Boyun eğdiremediklerini sermaye devletinin kamçısıyla dize getirme siyaseti izleyen AKP-MHP rejiminin hedefinde şimdi de barolar var. Türkiye Barolar Birliği (TBB) Başkanı Metin Feyzioğlu’nu devşiren rejim, baroları ise “usulüne uygun” yöntemlerle ele geçirmeyi başaramadı. Bundan dolayı baroları parçalayarak ele geçirme operasyonunu başlattı.
Devlet kurumlarını ele geçiren saray rejimine polis ve ordu yetmiyor, yanı sıra bir de silahlı bekçiler ordusu oluşturuyor. Yargı, saraydan gelen emirlere göre kararlar veriyor. Medya, birkaç istisna dışında rejimden beslenen bir tetikçiler ordusu haline getirildi. Bazı sendika ağaları rejimin kuklaları durumunda. “Sanatçı” sıfatı yakıştırılan düşkünler sarayın artıklarından nemalanıyor. Şimdi TBB de bu listeye eklenmeye çalışılıyor.
Yıllardır TBB’yi “sarayın kuklaları” arasına katmak için çaba sarf eden dinci-faşist rejimin hevesi hep kursağında kaldı. Bundan dolayı baroları parçalamak için harekete geçtiler.
Sarayın sefil bir noteri durumuna düşürülen meclis 2 Haziran’da açıldı. İlk işlerinden biri, baroları parçalayacak yasal düzenlemeyi gündeme getirmek oldu. İlk adımda bir parçayı sarayın aparatları arasına katmak, sonra aşamalı olarak diğer parçaları ele geçirmek istiyorlar.

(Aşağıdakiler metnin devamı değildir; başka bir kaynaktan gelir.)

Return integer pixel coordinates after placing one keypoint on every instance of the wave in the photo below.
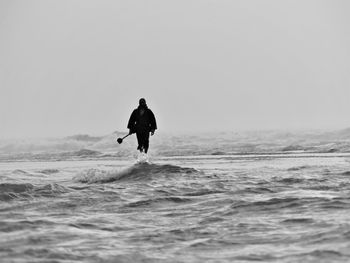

Baroların başında bir “Truva atı”
Dinci-faşist AKP-MHP rejimi, düşkünleri devşirme konusunda başarılı olduğunu birçok kez ispatladı. Yükselme hırsıyla hareket eden Metin Feyzioğlu’nu da devşirerek sarayın dalkavukları safında “müstesna” bir yer tahsis etti.
İlk çıkışını Erdoğan’a “kafa tutarak” yapan M. Feyzioğlu, şimdi ise TBB’yi hedef alan saldırının mimarları arasında yer alıyor. Dinci-faşist rejimin kirli planına karşı direnen hukukçulara saldırarak, istikbalini sarayın karanlık dehlizlerinde aradığını ortaya koyuyor.
Rejim hukukçuların direnişine çarptı
AKP-MHP rejimi, hukukçulardan ummadığı bir direnişle karşılaştı. Türkiye’nin dört bir yanından Ankara’ya yürüyen hukukçular, birçok noktada polis zorbalığına maruz kaldılar. Ankara girişinde 28 saat boyunca direnen hukukçuları abluka altında tutan rejim, insani ihtiyaçların karşılanmasını bile engelleyerek iradelerini kırmaya çalıştı, ancak başaramadı.
Hukukçuların kararlılığı karşısında ablukayı kaldırmak zorunda kaldılar. Bu arada alana gönderilen Feyzioğlu kendisine sırtını dönen hukukçuların tepkisiyle karşılaştı ve alanı terk etmek zorunda kaldı.
Hukukçular saldırının kapsamının farkındalar. Sergiledikleri direnme kararlılığı bundan kaynaklanıyor. Saray rejimi ilk hamlede direniş duvarına çarpmış olsa da, baroları ele geçirme saldırısını yeni manevralarla devam ettirecek. Hukukçular da kararlılıklarını ortaya koyuyor, rejimin tutsağı durumuna düşmemek için mücadeleye devam edeceklerini ilan ediyorlar.
Hukukçuların dinci-faşist rejimin dayatmalarına karşı yükselttikleri mücadele, rejimin baskılarına maruz kalan toplum kesimlerinin tümü tarafından desteklenmeyi hak ediyor. Saraya biat etmeyen herkese saldıran rejime karşı kazanılacak her mevzi, tüm ezilen ve sömürülenlerin de kazanımı olacaktır.